A história e o processo de produção das oito gárgulas executadas em calcário das pedreiras de Porto de Mós, instaladas na sede dos Arquivos Nacionais/Torre do Tombo (Lisboa), e que constituem uma das obras referenciais da longa carreira do artista plástico alcobacense José Aurélio, está agora disponível em livro, resultado de uma investigação conduzida pelo LiDA - Laboratório de Investigação em Design e Artes, do Politécnico de Leiria. A obra, intitulada "Badames, Ponteiros e Bujardas: As Gárgulas da Torre do Tombo", é a primeira lançada pelo LiDA em colaboração com uma editora, permitindo levar às livrarias os resultados da investigação, tendo sido apresentada no dia 18 de dezembro, em Lisboa, de acordo com nota de imprensa enviada à Central Press.
Com base em materiais de arquivo e entrevistas com pessoas envolvidas no processo, nomeadamente o autor das esculturas, o livro acompanha o percurso da obra artística, entre 1987 e 1990, desde a sua conceção até à sua realização, bem como os diferentes modos de apropriação que gerou.
Iniciado em 2021 pelo professor João Bonifácio Serra – nome incontornável do mundo das artes e da cultura, falecido em abril de 2023 –, no âmbito de uma investigação do LiDA do Politécnico de Leiria, o livro foi agora finalizado, graças ao desejo dos vários intervenientes no projeto e do artista José Aurélio em torná-lo realidade.
“A importância de concluir esta investigação prende-se com duas razões distintas: a primeira consiste na vontade de prestar uma homenagem ao nosso colega e amigo João Serra, que tinha o essencial do projeto concluído no momento do seu falecimento; a segunda razão centra-se na essência do projeto. O LiDA tem vindo a desenvolver investigação sobre a história dos processos associados ao design e à arte. Consideramos que esta linha de investigação é essencial porque sustenta a identidade, a cultura e o próprio funcionamento do conhecimento no âmbito destas áreas.

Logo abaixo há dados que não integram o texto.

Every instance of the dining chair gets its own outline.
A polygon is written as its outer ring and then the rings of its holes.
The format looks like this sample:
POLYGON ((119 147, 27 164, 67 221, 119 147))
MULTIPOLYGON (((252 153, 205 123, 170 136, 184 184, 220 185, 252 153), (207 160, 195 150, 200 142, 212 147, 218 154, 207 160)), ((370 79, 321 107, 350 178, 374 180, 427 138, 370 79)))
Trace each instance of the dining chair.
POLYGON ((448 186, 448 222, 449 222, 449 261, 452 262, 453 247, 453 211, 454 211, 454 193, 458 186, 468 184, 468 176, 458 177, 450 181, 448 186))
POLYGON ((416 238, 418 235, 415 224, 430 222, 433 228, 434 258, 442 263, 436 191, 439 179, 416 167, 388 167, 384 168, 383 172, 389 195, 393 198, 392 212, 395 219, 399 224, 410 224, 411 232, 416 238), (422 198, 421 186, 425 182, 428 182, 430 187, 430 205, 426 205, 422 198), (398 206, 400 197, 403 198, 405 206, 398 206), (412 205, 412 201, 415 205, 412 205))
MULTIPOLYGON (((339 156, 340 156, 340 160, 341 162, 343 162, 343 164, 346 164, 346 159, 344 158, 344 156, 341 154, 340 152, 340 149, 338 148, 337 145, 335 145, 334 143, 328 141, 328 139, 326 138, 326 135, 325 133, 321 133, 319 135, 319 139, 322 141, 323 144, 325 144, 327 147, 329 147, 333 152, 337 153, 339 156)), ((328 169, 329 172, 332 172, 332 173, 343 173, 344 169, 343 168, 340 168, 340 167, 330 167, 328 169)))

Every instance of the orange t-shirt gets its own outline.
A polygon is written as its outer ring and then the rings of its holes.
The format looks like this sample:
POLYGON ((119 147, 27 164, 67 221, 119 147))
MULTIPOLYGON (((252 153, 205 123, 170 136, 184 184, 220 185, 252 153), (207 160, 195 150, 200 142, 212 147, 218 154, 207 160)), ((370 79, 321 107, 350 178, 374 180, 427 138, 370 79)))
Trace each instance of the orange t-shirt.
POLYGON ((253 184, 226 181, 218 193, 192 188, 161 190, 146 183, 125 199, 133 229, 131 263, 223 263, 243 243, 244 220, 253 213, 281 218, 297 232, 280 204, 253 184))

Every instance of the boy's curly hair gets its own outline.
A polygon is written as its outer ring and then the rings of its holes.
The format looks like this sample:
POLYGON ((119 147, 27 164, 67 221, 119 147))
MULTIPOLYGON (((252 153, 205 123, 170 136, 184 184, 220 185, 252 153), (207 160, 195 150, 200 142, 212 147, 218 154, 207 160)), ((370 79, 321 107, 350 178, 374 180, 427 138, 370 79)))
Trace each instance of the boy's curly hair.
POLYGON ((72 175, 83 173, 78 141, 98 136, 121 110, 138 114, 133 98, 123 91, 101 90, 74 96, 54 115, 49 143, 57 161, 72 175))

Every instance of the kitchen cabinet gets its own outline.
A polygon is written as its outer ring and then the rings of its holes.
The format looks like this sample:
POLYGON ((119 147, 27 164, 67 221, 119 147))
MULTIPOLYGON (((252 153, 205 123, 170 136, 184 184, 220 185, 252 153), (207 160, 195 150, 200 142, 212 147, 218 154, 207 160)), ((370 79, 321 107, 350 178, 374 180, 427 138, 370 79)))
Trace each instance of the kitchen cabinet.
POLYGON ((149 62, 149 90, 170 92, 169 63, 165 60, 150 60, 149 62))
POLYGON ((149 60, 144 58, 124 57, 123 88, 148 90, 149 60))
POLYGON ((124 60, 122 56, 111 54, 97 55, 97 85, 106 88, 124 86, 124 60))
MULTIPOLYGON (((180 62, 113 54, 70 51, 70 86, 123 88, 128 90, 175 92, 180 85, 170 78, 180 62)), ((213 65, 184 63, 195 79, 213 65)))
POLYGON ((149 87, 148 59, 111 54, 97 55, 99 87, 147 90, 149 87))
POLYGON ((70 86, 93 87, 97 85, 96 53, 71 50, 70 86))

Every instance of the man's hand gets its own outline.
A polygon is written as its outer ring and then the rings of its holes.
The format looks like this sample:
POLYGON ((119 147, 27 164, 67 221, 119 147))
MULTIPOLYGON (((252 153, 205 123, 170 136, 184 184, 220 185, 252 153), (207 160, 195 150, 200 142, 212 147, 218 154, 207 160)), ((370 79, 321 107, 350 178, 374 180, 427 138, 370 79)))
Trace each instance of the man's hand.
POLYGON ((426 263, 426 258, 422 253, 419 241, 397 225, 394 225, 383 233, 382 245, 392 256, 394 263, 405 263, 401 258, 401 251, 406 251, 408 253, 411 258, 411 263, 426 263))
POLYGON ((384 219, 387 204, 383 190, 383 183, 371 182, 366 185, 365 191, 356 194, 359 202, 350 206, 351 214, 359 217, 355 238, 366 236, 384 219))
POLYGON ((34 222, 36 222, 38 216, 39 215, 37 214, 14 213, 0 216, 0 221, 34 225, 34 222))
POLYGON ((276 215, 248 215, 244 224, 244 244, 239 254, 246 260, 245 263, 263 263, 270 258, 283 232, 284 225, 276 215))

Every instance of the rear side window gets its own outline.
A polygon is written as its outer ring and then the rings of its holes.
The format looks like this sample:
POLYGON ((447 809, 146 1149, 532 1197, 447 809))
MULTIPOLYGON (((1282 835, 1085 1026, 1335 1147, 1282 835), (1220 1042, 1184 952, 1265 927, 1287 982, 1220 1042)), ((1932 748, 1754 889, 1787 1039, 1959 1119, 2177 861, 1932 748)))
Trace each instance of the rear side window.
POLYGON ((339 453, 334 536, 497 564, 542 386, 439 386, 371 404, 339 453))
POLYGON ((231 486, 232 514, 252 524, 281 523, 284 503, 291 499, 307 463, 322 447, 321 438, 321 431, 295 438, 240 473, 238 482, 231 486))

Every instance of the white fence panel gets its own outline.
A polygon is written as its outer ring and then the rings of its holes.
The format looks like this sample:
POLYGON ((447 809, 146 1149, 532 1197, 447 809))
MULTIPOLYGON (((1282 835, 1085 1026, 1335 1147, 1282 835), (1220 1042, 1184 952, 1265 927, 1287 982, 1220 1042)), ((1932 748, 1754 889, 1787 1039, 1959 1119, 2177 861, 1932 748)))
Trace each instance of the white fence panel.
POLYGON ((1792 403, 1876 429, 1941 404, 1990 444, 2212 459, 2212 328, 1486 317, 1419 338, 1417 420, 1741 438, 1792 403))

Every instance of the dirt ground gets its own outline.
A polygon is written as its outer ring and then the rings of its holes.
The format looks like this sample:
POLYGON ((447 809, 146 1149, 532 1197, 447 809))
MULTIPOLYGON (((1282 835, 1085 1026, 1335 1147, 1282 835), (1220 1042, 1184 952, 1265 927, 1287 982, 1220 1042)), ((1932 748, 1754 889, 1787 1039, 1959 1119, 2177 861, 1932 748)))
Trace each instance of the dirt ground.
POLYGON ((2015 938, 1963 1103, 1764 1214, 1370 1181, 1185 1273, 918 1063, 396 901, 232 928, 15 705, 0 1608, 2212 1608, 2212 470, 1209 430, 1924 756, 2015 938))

Esta investigação é uma de várias que se encontram em desenvolvimento sobre estas questões, e que se orientam para a preservação da memória dos processos técnicos e concetuais utilizados por artistas e designers portugueses”, explica Renato Bispo, coordenador do LiDA e professor da Escola Superior de Artes e Design das Caldas da Rainha.
Criando um diálogo com os textos dos vários autores que participam no livro, é apresentado um registo fotográfico que documenta a execução e instalação das gárgulas no edifício da Torre do Tombo. Através deste registo visual é possível perceber as técnicas e ferramentas utilizadas na concretização da obra, algumas das quais criadas pelo próprio artista, permitindo compreender não só os conhecimentos técnicos, mas também o contexto em que as gárgulas foram criadas, tanto na pedreira, como no estúdio do artista ou durante a sua instalação no edifício.
“Este percurso é rico em detalhes, como é exemplo o facto de as esculturas terem sido terminadas ao ar livre, para que o seu autor tivesse uma melhor perceção de como a luz natural se relacionava com as suas formas”, destaca o coordenador do LiDA.
A Torre do Tombo foi a primeira instalação cultural decidida e construída pelo novo estado democrático português. Projetado em 1980/81 pelo arquiteto Arsénio Cordeiro, e selecionado através de um concurso público, o edifício começou a ser construído na Cidade Universitária de Lisboa em 1985, tendo sido inaugurado em 1990.
Em 1986, Arsénio Cordeiro propôs que o escultor José Aurélio concebesse e executasse oito gárgulas para concluir o sistema de drenagem das águas pluviais do edifício. Para além da sua função no sistema hidráulico da Torre do Tombo, as gárgulas assumiriam também um papel simbólico, quebrando a rigidez do edifício e revelando, de forma alegórica, ao exterior, os sinais do que se encontra no seu interior. O resultado foi uma obra artística singular e monumental, gerada numa relação dialógica com a arquitetura e o espaço público. Esculpidas diretamente em calcário moca de Porto de Mós, cada uma das gárgulas tem dimensões de 2 x 2 x 2 metros e pesa cerca de 18 toneladas.
“Esperamos que o lançamento deste livro seja o início de uma nova fase em que a investigação conduzida no LiDA tenha uma maior visibilidade fora dos circuitos da investigação, contribuindo para uma maior consciência pública sobre o papel das artes e do design enquanto formas de conhecimento e intervenção sociocultural”, conclui Renato Bispo.